A Different Perspective

It's nice to see that Fabasoft shareholders have received a total shareholder return of 16% over the last year. Of course, that includes the dividend. Since the one-year TSR is better than the five-year TSR (the latter coming in at 8% per year), it would seem that the stock's performance has improved in recent times. Given the share price momentum remains strong, it might be worth taking a closer look at the stock, lest you miss an opportunity. While it is well worth considering the different impacts that market conditions can have on the share price, there are other factors that are even more important. For instance, we've identified 1 warning sign for Fabasoft that you should be aware of.

If you like to buy stocks alongside management, then you might just love this free list of companies. (Hint: insiders have been buying them).

Please note, the market returns quoted in this article reflect the market weighted average returns of stocks that currently trade on German exchanges.

Have feedback on this article? Concerned about the content? Get in touch with us directly. Alternatively, email editorial-team (at) simplywallst.com.

This article by Simply Wall St is general in nature.
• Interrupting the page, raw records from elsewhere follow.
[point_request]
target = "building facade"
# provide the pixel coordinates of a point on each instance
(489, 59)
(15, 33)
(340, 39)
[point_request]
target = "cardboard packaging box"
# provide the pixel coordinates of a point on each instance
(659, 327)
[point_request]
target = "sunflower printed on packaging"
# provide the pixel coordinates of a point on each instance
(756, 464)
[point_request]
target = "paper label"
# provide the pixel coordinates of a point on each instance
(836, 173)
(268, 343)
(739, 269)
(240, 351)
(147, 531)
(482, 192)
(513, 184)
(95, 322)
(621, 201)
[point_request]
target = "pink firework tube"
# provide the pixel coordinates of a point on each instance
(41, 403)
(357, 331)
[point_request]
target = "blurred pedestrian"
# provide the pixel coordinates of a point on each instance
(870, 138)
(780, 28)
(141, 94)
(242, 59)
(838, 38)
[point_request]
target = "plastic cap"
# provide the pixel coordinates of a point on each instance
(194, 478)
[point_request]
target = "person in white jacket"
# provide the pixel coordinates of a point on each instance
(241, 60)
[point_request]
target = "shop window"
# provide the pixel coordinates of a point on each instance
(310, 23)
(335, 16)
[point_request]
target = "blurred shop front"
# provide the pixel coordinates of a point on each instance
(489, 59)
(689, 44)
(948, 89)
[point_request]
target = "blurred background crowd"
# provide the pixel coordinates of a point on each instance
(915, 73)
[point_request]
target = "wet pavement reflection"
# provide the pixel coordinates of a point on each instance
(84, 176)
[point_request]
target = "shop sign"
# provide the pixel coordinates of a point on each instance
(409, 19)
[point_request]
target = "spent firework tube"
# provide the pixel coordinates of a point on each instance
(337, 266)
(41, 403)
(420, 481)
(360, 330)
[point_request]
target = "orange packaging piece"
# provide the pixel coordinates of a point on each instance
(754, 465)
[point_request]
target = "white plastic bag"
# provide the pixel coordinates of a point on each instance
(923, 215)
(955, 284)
We provide commentary based on historical data and analyst forecasts only using an unbiased methodology and our articles are not intended to be financial advice. It does not constitute a recommendation to buy or sell any stock, and does not take account of your objectives, or your financial situation. We aim to bring you long-term focused analysis driven by fundamental data. Note that our analysis may not factor in the latest price-sensitive company announcements or qualitative material. Simply Wall St has no position in any stocks mentioned.